We have built an efficient and persistent log structured merge (LSM) tree based key-value store, purely in Go language. It is based upon WiscKey paper included in USENIX FAST 2016. This design is highly SSD-optimized and separates keys from values to minimize I/O amplification; leveraging both the sequential and the random performance of SSDs.
We call it Badger. Based on benchmarks, Badger is at least 3.5x faster than RocksDB when doing random reads. For value sizes between 128B to 16KB, data loading is 0.86x - 14x faster compared to RocksDB, with Badger gaining significant ground as value size increases. On the flip side, Badger is currently slower for range key-value iteration, but that has a lot of room for optimization.
RocksDB is the most popular and probably the most efficient key-value store in the market. It originated in Google as SSTable which formed the basis for Bigtable, then got released as LevelDB. Facebook then improved LevelDB to add concurrency and optimizations for SSDs and released that as RocksDB. Work on RocksDB has been continuously going on for many years now, and it's used in production at Facebook and many other companies.
So naturally, if you need a key-value store, you'd gravitate towards RocksDB. It's a
solid piece of technology, and it works. The biggest issue with using RocksDB is that it is written in
requiring the use of Cgo to be called via Go.
At Dgraph, we have been using RocksDB via Cgo since we started. And we've faced many issues over time due to this dependency. Cgo is not Go, but when there are better libraries in C++ than Go, Cgo is a necessary evil.
The problem is, Go CPU profiler doesn't see beyond Cgo calls. Go memory profiler takes it one step further. Forget about giving you memory usage breakdown in Cgo space, Go memory profiler fails to even notice the presence of Cgo code. Any memory used by Cgo would not even make it to the memory profiler. Other tools like Go race detector, don't work either.
Cgo has caused us
pthread_create issues in Go1.4, and then again in Go1.5, due to a bug
regression. Lightweight goroutines become expensive pthreads when Cgo is involved, and we had to
modify how we were writing data to RocksDB to avoid assigning too many goroutines.
Cgo has caused us memory leaks. Who owns and manages memory when making calls is just not clear.
Go, and C are at the opposite spectrums. One doesn't let you free memory, the other
requires it. So, you make a Go call, but then forget to
Free(), and nothing breaks. Except much later.
Cgo has given us a unmaintainable code. Cgo makes code ugly. The Cgo layer between RocksDB was the one piece of code no one in the team wanted to touch.
Surely, we fixed the memory leaks in our API usage over time. In fact, I think we have fixed them all by now, but I can't be sure. Go memory profiler would never tell you. And every time someone complains about Dgraph taking up more memory or crashing due to OOM, it makes me nervous that this is a memory leak issue.
Everyone I told about our woes with Cgo, told me that we should just work on fixing those issues. Writing a key-value store which can provide the same performance as RocksDB is a huge undertaking, not worth our effort. Even my team wasn't sure. I had my doubts as well.
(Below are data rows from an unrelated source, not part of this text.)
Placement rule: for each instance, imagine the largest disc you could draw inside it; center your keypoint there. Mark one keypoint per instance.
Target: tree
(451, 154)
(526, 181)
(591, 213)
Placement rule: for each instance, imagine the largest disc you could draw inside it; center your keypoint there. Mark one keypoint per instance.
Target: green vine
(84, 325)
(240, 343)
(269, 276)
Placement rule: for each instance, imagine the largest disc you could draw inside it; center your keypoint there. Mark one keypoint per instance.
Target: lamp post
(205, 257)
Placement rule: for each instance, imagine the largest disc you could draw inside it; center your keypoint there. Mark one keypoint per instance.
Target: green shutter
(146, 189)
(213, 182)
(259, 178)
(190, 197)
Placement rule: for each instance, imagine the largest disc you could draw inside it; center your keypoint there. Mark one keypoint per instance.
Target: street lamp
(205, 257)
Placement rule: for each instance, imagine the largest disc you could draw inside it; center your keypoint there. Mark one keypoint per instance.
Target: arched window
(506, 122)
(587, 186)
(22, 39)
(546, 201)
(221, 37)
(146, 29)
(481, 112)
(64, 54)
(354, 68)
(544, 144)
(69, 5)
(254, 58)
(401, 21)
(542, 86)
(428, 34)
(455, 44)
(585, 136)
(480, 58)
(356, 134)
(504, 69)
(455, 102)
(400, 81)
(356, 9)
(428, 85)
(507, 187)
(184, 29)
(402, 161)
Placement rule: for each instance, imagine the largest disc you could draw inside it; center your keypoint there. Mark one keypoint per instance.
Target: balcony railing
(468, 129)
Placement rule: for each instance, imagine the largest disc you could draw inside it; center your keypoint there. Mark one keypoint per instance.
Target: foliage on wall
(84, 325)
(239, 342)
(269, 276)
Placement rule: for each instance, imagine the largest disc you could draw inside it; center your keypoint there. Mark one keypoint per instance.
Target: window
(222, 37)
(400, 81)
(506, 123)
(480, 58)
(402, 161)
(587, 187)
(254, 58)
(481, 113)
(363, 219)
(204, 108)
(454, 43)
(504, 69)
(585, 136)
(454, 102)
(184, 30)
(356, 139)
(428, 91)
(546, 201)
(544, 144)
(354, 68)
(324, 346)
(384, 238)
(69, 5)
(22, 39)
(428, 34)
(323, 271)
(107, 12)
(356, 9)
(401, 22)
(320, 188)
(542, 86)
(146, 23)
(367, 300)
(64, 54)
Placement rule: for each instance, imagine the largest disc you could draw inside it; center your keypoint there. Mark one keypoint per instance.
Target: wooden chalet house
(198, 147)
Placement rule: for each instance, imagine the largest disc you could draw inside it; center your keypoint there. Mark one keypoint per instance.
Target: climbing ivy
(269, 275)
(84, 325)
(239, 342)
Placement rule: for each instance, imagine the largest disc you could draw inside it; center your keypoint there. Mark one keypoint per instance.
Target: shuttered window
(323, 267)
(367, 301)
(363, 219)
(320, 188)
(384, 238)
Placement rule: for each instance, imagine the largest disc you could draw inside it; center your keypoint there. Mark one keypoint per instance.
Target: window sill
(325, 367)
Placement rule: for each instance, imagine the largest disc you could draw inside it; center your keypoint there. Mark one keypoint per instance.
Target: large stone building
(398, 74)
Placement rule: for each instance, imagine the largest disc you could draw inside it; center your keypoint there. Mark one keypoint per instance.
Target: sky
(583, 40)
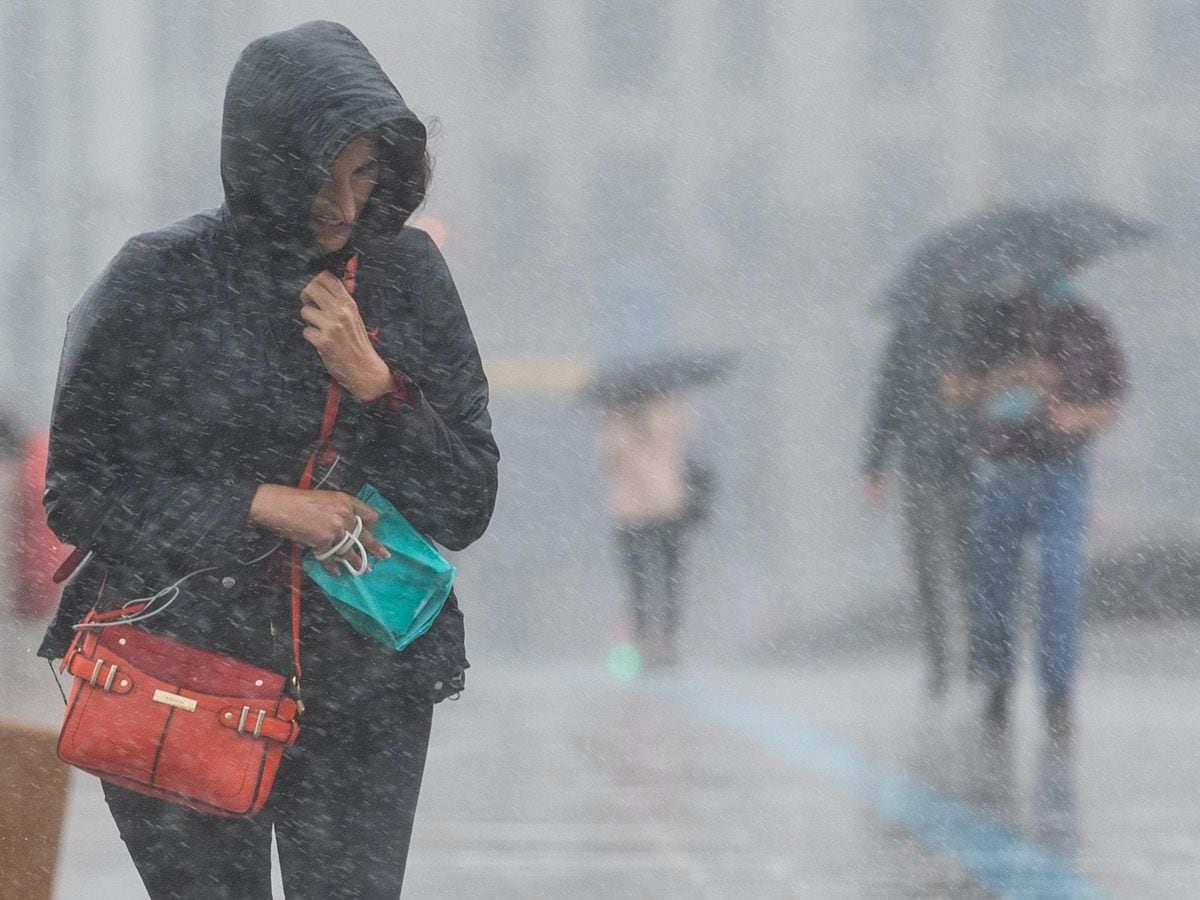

I have great respect for any piece of technology which has been iterated upon by the smartest engineers on the face of the planet for years. RocksDB is that. And if I was writing Dgraph in C++, I'd happily use it.
But, I just hate ugly code.
And I hate recurring bugs. No amount of effort would have ensured that we would no longer have any more issues with using RocksDB via Cgo. I wanted a clean slate, and my profiler tools back. Building a key-value store in Go from scratch was the only way to achieve it.
I looked around. The existing key-value stores written in Go didn't even come close to RocksDB's performance. And that's a deal breaker. You don't trade performance for cleanliness. You demand both.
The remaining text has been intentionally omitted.